The province has promised $45.6 million in funding, meant to help B.C. districts with the cost of making sure their schools are frequently cleaned and sanitized. Wilson said they expect to get anywhere from $300,000 to $500,000 of that fund.
This will offset some of the $467,000 added to Mission’s operations and maintenance budget for the year.
On Aug. 11, B.C.’s Education Minister Rob Fleming announced the start would be delayed by an additional two days to Sept. 10.
Prior to the delay, the BC Teachers Federation and parent groups had called for the province to bring a more detailed plan on returning to school, citing concerns on how physical distancing and other safety precautions will work.
“It gives a better opportunity for teachers and support staff to familiarize themselves with anything that may have changed in their school setting and be aware of what the learning groups will be in their particular school and classroom,” Wilson said.
Leger released a survey on Tuesday, Aug. 18, which found that around 75 per cent of B.C. parents, and 63 per cent of students are worried about the restart plan.
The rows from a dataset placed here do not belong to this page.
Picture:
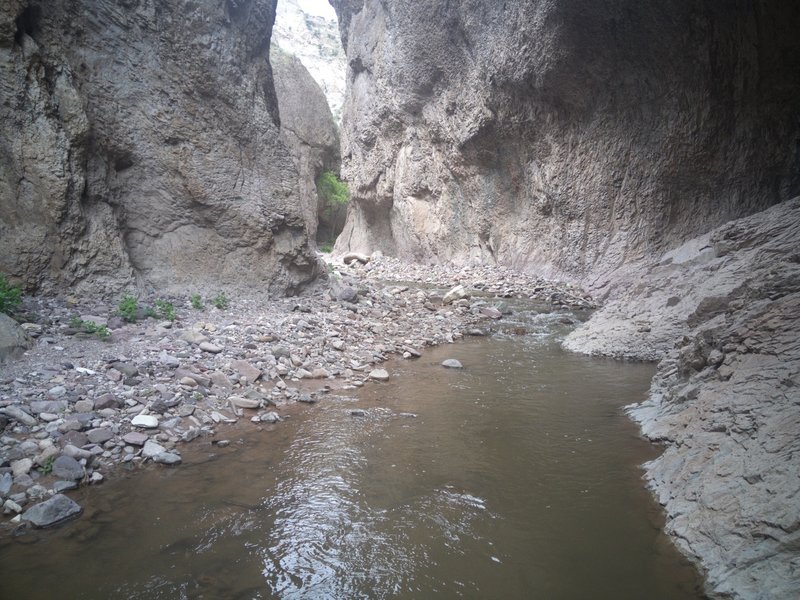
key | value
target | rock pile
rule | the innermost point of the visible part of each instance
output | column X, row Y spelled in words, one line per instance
column 74, row 406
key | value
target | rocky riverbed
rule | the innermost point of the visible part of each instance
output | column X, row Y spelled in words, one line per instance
column 74, row 406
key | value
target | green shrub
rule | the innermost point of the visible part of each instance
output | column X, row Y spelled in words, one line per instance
column 127, row 308
column 332, row 189
column 220, row 301
column 101, row 331
column 334, row 195
column 165, row 310
column 10, row 296
column 47, row 467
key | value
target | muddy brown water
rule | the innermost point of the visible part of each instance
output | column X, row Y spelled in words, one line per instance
column 518, row 477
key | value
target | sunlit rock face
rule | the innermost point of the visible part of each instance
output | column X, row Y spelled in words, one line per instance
column 141, row 146
column 313, row 37
column 307, row 129
column 571, row 138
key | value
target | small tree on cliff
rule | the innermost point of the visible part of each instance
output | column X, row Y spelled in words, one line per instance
column 335, row 195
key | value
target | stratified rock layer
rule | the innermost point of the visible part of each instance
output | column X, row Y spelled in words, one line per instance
column 568, row 137
column 723, row 311
column 307, row 129
column 140, row 143
column 314, row 40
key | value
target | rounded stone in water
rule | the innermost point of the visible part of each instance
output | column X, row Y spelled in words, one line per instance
column 452, row 363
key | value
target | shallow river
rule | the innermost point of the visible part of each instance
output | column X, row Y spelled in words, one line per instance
column 518, row 477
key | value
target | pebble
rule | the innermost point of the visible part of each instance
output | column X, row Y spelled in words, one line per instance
column 167, row 458
column 67, row 467
column 209, row 347
column 240, row 402
column 379, row 375
column 135, row 438
column 452, row 363
column 53, row 511
column 146, row 421
column 88, row 392
column 152, row 448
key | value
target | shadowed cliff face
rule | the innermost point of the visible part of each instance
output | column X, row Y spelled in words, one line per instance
column 140, row 143
column 570, row 137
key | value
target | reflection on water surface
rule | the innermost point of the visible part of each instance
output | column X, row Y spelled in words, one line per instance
column 516, row 477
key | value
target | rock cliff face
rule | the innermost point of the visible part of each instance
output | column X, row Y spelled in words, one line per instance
column 314, row 40
column 141, row 144
column 307, row 129
column 726, row 397
column 568, row 137
column 609, row 141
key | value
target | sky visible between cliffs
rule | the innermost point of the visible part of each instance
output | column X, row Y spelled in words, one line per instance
column 320, row 8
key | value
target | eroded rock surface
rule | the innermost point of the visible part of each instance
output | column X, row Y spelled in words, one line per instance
column 307, row 129
column 567, row 137
column 723, row 311
column 140, row 144
column 314, row 39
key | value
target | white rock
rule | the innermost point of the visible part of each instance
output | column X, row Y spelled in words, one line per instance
column 151, row 449
column 240, row 402
column 210, row 348
column 457, row 293
column 379, row 375
column 146, row 421
column 270, row 417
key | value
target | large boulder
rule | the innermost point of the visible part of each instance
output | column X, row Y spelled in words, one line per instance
column 53, row 511
column 308, row 130
column 141, row 143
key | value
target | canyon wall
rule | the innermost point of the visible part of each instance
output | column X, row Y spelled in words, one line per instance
column 307, row 129
column 650, row 151
column 570, row 138
column 141, row 147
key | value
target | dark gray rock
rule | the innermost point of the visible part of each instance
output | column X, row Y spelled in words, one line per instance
column 210, row 93
column 167, row 458
column 99, row 435
column 67, row 467
column 6, row 480
column 51, row 406
column 53, row 511
column 126, row 368
column 724, row 400
column 484, row 140
column 19, row 415
column 13, row 340
column 106, row 401
column 73, row 438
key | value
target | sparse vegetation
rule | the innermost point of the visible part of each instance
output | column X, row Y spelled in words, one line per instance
column 220, row 301
column 10, row 296
column 335, row 195
column 100, row 331
column 127, row 308
column 47, row 467
column 165, row 310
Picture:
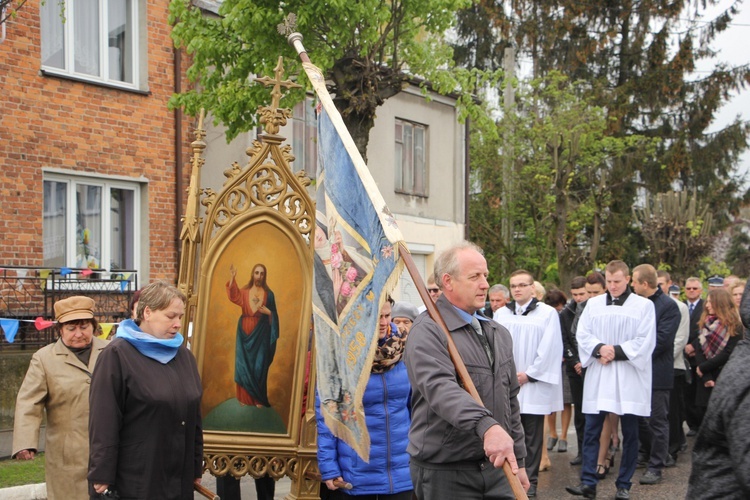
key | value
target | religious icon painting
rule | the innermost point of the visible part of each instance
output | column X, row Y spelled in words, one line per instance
column 253, row 348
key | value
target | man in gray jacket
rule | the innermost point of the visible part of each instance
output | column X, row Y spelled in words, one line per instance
column 458, row 446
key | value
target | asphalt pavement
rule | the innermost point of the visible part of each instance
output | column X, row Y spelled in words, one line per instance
column 552, row 482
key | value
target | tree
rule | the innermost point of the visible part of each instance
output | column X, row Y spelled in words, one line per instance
column 737, row 255
column 9, row 8
column 561, row 180
column 677, row 230
column 638, row 56
column 369, row 50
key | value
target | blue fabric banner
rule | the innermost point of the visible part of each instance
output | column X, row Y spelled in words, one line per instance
column 10, row 329
column 356, row 264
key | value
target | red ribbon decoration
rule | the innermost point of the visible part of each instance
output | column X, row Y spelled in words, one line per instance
column 41, row 323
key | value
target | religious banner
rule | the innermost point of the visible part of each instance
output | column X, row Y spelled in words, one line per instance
column 356, row 264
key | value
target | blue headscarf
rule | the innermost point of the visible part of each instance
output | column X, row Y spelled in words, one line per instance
column 161, row 350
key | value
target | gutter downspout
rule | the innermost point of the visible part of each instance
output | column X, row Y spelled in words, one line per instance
column 467, row 177
column 178, row 158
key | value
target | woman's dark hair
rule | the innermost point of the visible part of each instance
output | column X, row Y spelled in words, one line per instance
column 134, row 300
column 555, row 298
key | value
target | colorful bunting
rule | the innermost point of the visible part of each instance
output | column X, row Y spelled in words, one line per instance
column 41, row 323
column 10, row 328
column 44, row 274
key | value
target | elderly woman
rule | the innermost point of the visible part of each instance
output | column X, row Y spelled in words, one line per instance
column 145, row 427
column 403, row 315
column 386, row 475
column 720, row 331
column 58, row 382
Only 49 per cent of parents said their will be attending schools, with 36 per cent undecided – the latter number being the highest of any province.
The Record asked Mission parents about their thoughts on having kids return to school in the fall.
Carlene LaHay has three children in the Mission school district. She said that “very nervous” about sending kids to school after trying limit their interactions with others on the recommendations of B.C.’s top doctor.
“Now, I’m expected to send my children to school and increase our interactions exponentially,” she said. “I would like to see an online option, or a part time option.”
LaHay said she’s “not looking forward to making” the difficult decision about whether to home school or not.
Wilson said that he believes some parents will attempt homeschooling, and it’s their right to do so, but it’s their job to make parents confident that schools will be safe and healthy places.
“Parents need to always do what they feel is in the best interest of their children,” he said. “But we have to proceed with the system we have in place, and if we have fewer students or more students [than we expected] we will have to adjust as best we can as that unfurls.
“The message from the ministry is school is returning to being an in class experience.”
[CORRECTION: An earlier version of this article stated the high schools would be running on a “quarter system,” where the students would take two classes at a time. In fact, classes will run on the semester system, pending approval by the province.]